The night came when Ron blamed all of his health problems on me.  After all, it was I who convinced him to stay in the U.S. Navy to earn a retirement pension.  As it turned out, Ron received a comfortable pension and was also receiving disability compensation for his numerous health ailments from serving overseas.  I felt he was well taken care of as long as he kept up with his medical appointments and medications and I was determined to stay on top of it; despite, his constant biatching.

So, on this particular night when Ron was being totally nasty towards me, telling me he wished he were dead.  Deep inside, I knew Ron didn’t have a real death wish. After all, he was still breathing!
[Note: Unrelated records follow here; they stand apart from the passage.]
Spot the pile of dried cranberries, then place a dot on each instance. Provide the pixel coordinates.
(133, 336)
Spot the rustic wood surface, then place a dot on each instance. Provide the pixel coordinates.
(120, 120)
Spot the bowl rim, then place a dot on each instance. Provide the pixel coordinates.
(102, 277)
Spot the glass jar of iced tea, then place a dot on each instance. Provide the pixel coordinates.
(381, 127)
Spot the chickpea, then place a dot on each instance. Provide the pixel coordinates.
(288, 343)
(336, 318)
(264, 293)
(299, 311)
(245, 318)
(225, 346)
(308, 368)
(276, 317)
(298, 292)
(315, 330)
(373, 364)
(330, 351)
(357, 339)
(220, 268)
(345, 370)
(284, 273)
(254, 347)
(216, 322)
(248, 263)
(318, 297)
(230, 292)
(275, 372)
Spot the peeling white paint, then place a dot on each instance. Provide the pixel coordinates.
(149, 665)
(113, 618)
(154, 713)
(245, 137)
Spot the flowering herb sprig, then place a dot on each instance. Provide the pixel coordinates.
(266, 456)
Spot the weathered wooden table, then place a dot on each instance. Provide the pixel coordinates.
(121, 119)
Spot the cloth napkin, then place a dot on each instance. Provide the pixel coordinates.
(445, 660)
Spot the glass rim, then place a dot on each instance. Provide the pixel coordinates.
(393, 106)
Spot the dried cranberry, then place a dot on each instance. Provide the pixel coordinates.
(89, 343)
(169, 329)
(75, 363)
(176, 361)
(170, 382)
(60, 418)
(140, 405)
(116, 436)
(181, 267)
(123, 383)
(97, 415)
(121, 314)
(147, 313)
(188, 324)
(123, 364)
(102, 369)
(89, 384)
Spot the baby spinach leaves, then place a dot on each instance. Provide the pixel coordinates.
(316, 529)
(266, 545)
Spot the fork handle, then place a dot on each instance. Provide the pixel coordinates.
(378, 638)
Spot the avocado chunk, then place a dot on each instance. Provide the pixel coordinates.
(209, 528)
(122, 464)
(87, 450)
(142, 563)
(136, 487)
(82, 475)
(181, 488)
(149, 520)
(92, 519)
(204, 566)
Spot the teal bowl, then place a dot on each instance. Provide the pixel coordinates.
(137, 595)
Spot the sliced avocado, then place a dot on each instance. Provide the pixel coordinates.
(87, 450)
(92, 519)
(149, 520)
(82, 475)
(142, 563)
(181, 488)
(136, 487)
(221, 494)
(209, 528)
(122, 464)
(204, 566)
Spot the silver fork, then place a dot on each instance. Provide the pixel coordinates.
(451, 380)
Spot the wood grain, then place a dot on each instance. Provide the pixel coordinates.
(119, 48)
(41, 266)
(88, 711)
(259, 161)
I left Ron in the kitchen, as he continued his ranting on about this and that, and decided to retire for the evening.  As I entered the bedroom, I felt like slamming the door to block out the noise his voice made.  But I relented from doing so, because the act would only anger him more and then I’d never get any rest.  I just wanted Ron to shut up once and for all!

As I sat down on the bed, I felt like crying, but didn’t!  The last tears I shed were for Warren.  His death had broken my heart and I felt so empty.  “Ron!” I grounded his name with my teeth.  “It should’ve been you that ground and not Warren.”